Opinion: Why Mountain View’s proposed head tax is a dumb idea

  • IOPINION

BY DAVE PRICE
Daily Post Editor

I cringed when I watched Mountain View City Council stumble its way into putting an employee head tax on the November ballot the other night. The idea is to tax the big companies like Google and Microsoft by charging them a certain amount per employee — in this case, $150 a year for any company with 5,000 or more employees.

This tax is a dumb idea for a number of reasons.

First, only $600,000 of the $6 million that will be collected each year is going to combat the housing crisis. That will buy you maybe a third of a condo.

Second, much of the money will pay for beefing up the city’s shuttle. Google already voluntarily funds the shuttle. If this tax is approved, Google will just pull their voluntary funding and pay for it with the tax. The tax will have accomplished nothing. It’s as if council is just trying to make the statement that they’re going to punish the big companies. And why is the city even thinking about a new tax when it raked in a $103 million surplus for the fiscal year that ended June 30, 2017?

Third, a head tax affects low-wage workers more than highly-paid employees. That’s because the tax represents a bigger percentage of the cost of employing a low-wage worker than it does a higher-paid one. Big employers will avoid hiring low-wage workers and rely more on outsourcing and automation.

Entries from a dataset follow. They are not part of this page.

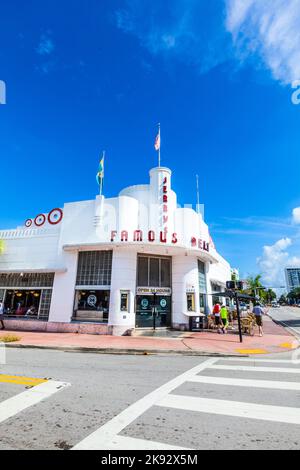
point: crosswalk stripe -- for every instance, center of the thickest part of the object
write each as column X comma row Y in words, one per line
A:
column 272, row 384
column 102, row 437
column 20, row 380
column 130, row 443
column 232, row 408
column 20, row 402
column 286, row 370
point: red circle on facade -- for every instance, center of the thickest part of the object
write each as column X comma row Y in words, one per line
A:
column 28, row 223
column 40, row 222
column 55, row 216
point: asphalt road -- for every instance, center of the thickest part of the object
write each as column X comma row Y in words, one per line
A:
column 157, row 402
column 289, row 318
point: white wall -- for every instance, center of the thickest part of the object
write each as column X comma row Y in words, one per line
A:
column 62, row 303
column 185, row 276
column 124, row 266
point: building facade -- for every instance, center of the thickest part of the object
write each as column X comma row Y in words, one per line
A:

If Google or other big companies have to layoff workers, the low-wage workers will be the first to go in order to cut the company’s head tax payment.

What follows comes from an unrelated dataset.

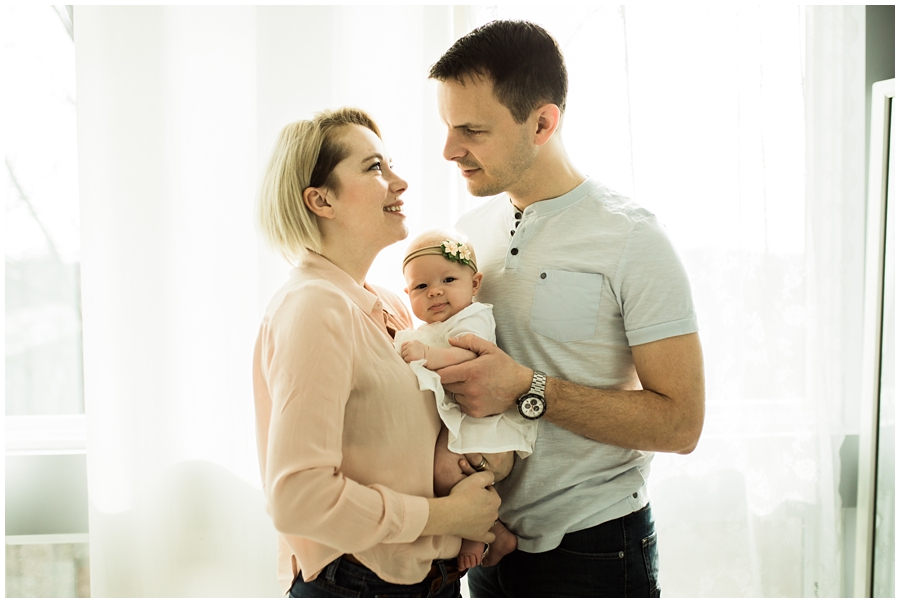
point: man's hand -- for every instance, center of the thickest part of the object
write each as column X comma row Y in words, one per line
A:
column 411, row 351
column 488, row 385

Head taxes aren’t anything new. Chicago had one but decided in 2011 to eliminate it because it was, in the words of Mayor Rahm Emanuel, destroying jobs.

Get the money up front

If you want to combat the impact of a big company moving to town, a city should get the money before the firm builds its offices, not after. It’s fairer for the company to know what they’ll have to pay advance. And the city has more leverage before it approves a development than after the deal is closed.

Mountain View should be commended for getting Google to build 10,000 homes as part of its North Bayshore Expansion. If the city wanted anything more from Google, it should have demanded it then.

This tax will make the city vulnerable in the next recession. Remember 2001 and 2008, when companies were abandoning their offices?

If a company has offices in several cities, they’re going vacate offices in the city with the head tax first. And that will make it harder on all of the stores, restaurants and service-providers who benefit from a large corporate workforce.

Editor Dave Price’s column appears on Mondays. His email address is [email protected].

2 Comments

  1. I think it’s time we started forcing companies like Google to pay their fair share of local taxes. The burden shouldn’t be exclusively on local residents. I’m voting for this “head tax,” though I don’t like the name, because it will level the playing field between residents and the big companies that have invaded the community.

  2. Andy, a lot of the residence are employees for big companies in most cases paying a lot more property taxes than those living longer with lower rates grandfathered in. All the city improvements benefit most even though some are paying 10-20x less tax.